Por a 17 de Novembro de 2017 as 12:04

Por Pedro Ruivo, Professor na Universidade Nova Lisboa* e Solution Advisor na SAP Portugal para a transformação digital

Ao contrário da digitalização de processos que durante as duas últimas décadas foram essenciais para criar um digital core, baseado numa arquitetura de gestão de informação suportada por um sistema de registos históricos e transacionais (Ruivo el al, 2017; Mckinsey, 2015), a transformação digital é essencialmente a integração de dois novos sistemas de apoio à gestão (Gartner, 2012). Um sistema de diferenciação, que utiliza as novas capacidades tecnológicas – computação em memória, largura de banda e armazenamento dos dados, e que permite às empresas uma tremenda capacidade analítica em tempo real e, outro, o sistema de inovação, que pode combinar a utilização de um conjunto de tecnologias – mobilidade, IoT, Big Data, Machine Learning, AI e Blockchain (IDC, 2017; Forrester, 2017).

A blockchain é essencialmente uma base de dados distribuída, utilizada para gerir um contínuo e crescente número de registos, denominados blocks (blocos). Cada bloco contém o seu timestamp (carimbo com a hora de registo) e o link (morada) para o bloco anterior. A blockchain é tipicamente gerida de forma coletiva por uma rede peer-to-peer, ao invés do armazenamento num servidor, que estabelece previamente um protocolo comum para validação dos novos blocos (consenso). A tecnologia blockchain tem como base o chamado hash value – atribuição de um valor numérico fixo, único e imutável a cada bloco – que é passível de ser encriptado pela função Nonce.

Existem três tipos de blockchains: pública (como Bitcoin, Ethereum, Riplle), onde qualquer pessoa pode ler, enviar transações e participar no processo de consenso; privada (como SAP, NASDAQ, Hyperledger), em que as permissões de registo são mantidas e centralizadas numa organização e as de leitura podem ser públicas ou restritas (blockchains em ascensão) e; de consórcio (como R3CEV, 3BI, Everledger), em que o processo de consenso é controlado por um conjunto de nós pré-selecionados (uma abordagem híbrida ao blockchain público e privado).

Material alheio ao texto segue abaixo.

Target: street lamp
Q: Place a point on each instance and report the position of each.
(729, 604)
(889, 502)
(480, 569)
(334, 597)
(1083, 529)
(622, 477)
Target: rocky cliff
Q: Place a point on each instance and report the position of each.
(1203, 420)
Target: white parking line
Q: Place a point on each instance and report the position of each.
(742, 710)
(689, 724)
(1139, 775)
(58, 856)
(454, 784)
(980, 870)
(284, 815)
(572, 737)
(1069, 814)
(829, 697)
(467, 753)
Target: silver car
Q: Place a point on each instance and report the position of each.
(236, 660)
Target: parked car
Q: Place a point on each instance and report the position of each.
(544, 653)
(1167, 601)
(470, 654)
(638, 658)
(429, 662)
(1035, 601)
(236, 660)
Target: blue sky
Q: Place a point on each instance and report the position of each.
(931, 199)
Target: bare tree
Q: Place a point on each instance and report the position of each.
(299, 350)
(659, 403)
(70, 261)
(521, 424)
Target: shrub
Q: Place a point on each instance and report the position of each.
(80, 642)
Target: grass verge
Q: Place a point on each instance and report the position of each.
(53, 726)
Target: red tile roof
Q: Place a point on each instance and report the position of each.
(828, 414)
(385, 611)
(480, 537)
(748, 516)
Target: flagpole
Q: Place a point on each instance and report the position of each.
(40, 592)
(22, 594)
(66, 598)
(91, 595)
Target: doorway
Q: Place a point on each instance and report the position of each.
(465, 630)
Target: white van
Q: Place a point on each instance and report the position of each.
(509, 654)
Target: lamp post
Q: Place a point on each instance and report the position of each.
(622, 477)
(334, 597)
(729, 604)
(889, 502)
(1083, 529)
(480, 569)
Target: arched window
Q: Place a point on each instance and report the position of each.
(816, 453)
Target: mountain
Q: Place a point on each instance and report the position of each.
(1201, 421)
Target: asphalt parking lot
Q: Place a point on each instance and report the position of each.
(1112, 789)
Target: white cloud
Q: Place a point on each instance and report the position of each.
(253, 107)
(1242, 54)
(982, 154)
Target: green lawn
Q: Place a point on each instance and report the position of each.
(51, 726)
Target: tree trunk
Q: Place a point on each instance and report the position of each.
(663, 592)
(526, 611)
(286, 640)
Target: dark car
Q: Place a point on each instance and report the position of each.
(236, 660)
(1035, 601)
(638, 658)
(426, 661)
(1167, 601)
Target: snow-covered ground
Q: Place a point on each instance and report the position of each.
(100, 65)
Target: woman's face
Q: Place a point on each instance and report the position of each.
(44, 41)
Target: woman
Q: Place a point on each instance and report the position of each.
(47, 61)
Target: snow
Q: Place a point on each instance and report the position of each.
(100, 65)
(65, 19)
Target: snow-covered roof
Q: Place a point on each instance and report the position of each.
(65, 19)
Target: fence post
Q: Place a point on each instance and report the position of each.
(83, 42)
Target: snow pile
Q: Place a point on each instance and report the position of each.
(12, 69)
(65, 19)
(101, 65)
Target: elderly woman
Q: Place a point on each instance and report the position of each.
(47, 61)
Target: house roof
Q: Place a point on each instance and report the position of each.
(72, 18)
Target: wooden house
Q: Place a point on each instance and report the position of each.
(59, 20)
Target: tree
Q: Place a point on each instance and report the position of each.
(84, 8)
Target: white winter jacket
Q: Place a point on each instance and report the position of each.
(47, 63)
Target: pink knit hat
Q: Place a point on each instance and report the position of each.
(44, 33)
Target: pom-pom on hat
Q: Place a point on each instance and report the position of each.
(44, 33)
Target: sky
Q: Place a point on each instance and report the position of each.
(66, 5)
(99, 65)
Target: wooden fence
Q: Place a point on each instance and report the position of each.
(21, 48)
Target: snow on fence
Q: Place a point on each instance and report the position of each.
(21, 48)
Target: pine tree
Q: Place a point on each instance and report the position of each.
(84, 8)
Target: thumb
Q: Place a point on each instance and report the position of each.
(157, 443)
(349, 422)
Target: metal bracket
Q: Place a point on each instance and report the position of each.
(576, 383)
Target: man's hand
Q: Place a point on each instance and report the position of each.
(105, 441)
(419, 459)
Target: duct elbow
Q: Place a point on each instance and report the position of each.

A blockchain permite às empresas implementar um sistema inovador de registos com aplicações imensuráveis ao nível do retalho. É sabido que a lealdade e a confiança no retalho são as maiores preocupações. A blockchain permite ligar diretamente o vendedor ao comprador, sem qualquer intermediação e respetivos custos (como a Amazon). No entanto, este novo paradigma é uma oportunidade para o retalho inovar em novos processos (tal como aquando da tecnologia RFID e afins) e em novos cenários, como são exemplo disso os seguintes casos de aplicação:

–  Segurança alimentar e transparência: a autenticação de alimentos e manutenção de registos na cadeia logística, fornecendo um registo permanente e inviolável sobre cada transação ao longo da cadeia. Por exemplo, a blockchain permite um registo transparente não só sobre o método de pesca para cada peixe, como também sobre a sua frescura e a conformidade do seu manuseamento. Ou seja, permite identificar muito rapidamente uma possível contaminação, assim como que artigos em específico. Como referência, indico a Walmart no rastreio de carne de suínos provenientes da China.

– Artigos de alto valor: registo seguro para autenticação de itens de valor elevado, de forma a evitar a contrafação/falsificação (de vinho, arte, caviar, relógios, etc.). Localização de itens furtados, pois qualquer transação subsequente é registada na blockchain e o proprietário pode ser informado.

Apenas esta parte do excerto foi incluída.